I have a function in Python wich reads text in Portuguese with EasyOCR. For some reason it doesn’t always recognize the “e” between bigger words, wich is a common connector word in this language.
Is there any way in wich I could force EasyOCR to recognize the “e” as part of the phrase?
def getOCRResults(imgFP)->list[tuple[tuple[int,int,int,int]|None,str|None,float|None]]:
reader = easyocr.Reader(['pt'], gpu=False)
result = reader.readtext(imgFP, width_ths=0.7, add_margin=0.2, height_ths=0.8)
return result
def draw_bounding_boxes(image, detections, threshold=0.25):
for bbox, text, score in detections:
if score > threshold:
cv2.rectangle(image, tuple(map(int, bbox[0])), tuple(map(int, bbox[2])), (0, 255, 0), 1)
cv2.putText(image, text, tuple(map(int, bbox[0])), cv2.FONT_HERSHEY_SIMPLEX, 0.35, (255, 0, 0), 1)

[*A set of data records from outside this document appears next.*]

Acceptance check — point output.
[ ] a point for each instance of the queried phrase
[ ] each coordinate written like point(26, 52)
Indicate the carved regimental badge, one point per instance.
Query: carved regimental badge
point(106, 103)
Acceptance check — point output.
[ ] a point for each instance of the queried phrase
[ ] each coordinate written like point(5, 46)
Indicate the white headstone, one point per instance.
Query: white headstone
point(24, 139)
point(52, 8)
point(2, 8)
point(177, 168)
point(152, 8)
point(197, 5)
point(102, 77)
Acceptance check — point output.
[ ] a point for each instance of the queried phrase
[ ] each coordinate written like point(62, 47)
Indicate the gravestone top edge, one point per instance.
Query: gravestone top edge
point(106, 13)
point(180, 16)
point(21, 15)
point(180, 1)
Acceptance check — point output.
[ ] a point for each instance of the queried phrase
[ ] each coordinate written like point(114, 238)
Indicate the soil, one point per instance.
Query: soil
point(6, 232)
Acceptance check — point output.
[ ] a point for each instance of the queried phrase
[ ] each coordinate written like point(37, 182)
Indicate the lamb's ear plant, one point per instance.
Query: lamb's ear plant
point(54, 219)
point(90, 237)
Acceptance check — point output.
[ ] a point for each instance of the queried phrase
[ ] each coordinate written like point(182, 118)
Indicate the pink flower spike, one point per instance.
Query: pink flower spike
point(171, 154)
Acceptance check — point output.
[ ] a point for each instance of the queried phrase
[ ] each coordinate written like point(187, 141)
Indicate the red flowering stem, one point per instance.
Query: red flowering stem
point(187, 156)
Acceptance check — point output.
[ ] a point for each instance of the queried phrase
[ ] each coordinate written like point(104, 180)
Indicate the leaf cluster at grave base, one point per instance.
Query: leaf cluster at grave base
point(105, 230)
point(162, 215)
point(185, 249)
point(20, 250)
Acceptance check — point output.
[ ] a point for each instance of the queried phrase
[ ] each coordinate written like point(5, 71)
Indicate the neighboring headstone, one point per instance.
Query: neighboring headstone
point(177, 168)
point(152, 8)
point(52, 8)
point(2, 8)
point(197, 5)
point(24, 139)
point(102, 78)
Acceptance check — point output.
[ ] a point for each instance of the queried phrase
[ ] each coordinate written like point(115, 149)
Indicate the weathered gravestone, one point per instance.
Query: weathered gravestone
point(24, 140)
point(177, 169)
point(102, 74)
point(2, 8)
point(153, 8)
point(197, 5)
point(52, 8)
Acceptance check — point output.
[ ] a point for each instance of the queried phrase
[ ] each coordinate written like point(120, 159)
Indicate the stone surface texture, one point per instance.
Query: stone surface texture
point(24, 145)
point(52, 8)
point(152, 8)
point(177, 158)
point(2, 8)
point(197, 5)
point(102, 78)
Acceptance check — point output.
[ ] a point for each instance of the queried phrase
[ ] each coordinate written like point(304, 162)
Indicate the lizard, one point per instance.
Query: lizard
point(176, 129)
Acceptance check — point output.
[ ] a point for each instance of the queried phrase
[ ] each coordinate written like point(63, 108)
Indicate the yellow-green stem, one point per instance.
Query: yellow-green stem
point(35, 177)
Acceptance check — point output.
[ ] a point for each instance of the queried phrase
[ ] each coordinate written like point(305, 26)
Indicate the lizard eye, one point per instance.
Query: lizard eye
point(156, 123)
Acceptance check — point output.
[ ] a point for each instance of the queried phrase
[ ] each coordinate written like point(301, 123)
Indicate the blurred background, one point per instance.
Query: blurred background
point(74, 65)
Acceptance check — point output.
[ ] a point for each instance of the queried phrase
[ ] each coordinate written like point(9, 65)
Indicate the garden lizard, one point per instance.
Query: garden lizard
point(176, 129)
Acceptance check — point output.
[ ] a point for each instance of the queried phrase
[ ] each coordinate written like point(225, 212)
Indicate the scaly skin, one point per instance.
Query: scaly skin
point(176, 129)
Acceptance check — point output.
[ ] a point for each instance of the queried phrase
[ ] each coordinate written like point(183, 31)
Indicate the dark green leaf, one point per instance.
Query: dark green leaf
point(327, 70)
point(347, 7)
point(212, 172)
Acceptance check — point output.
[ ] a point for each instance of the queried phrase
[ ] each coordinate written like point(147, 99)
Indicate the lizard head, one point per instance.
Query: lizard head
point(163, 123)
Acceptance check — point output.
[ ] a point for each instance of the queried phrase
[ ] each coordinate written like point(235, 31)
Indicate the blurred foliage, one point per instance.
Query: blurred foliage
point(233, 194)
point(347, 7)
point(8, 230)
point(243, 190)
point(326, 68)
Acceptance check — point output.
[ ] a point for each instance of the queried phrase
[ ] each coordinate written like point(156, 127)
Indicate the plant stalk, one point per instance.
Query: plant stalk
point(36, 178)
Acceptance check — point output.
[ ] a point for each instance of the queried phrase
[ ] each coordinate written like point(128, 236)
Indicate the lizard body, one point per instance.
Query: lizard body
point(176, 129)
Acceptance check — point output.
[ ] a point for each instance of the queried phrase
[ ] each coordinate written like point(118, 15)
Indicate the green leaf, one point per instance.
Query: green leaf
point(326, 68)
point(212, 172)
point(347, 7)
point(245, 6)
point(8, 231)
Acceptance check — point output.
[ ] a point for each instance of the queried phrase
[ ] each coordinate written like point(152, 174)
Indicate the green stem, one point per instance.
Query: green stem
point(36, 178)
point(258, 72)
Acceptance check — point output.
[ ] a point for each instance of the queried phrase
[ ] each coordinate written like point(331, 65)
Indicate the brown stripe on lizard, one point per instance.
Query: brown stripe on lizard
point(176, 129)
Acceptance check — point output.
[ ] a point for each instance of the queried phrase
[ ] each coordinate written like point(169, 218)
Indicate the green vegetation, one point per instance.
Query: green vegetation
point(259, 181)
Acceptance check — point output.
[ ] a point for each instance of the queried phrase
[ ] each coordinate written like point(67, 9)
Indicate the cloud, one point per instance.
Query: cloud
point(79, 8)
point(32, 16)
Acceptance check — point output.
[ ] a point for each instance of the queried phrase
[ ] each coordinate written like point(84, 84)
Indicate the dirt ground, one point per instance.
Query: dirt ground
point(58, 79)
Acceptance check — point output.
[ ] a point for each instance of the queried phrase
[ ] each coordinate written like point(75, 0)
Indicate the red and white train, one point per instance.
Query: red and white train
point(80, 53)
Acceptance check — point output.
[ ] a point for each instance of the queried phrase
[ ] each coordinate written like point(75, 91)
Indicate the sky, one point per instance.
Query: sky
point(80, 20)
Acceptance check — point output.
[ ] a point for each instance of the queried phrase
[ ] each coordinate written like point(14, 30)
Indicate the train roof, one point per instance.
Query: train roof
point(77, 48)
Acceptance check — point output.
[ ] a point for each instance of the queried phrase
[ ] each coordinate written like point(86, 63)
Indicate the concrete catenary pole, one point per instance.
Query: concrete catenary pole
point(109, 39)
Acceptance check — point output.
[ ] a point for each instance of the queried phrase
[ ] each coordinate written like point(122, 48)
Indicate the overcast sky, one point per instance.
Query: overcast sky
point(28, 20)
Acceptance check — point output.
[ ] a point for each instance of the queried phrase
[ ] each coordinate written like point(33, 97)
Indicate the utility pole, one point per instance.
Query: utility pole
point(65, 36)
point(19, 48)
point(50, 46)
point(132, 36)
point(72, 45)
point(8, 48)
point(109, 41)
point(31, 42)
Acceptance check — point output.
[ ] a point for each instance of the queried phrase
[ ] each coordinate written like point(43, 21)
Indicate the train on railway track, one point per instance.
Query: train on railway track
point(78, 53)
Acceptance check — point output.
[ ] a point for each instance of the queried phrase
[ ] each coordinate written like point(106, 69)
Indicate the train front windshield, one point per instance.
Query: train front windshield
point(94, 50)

OCRResults = getOCRResults(image_path)
img = cv2.imread(image_path)
draw_bounding_boxes(img,OCRResults,0.25)
plt.imshow(cv2.cvtColor(img, cv2.COLOR_BGR2RGBA))
plt.show()
Part of image where letter “e” not recognized as text when alone.
Another area in the same image where it recognized the “e” as part of text in some of the options (2º and 4º). The 1º e 3º options in the combobox also show that the “e” hasn’t been recognized.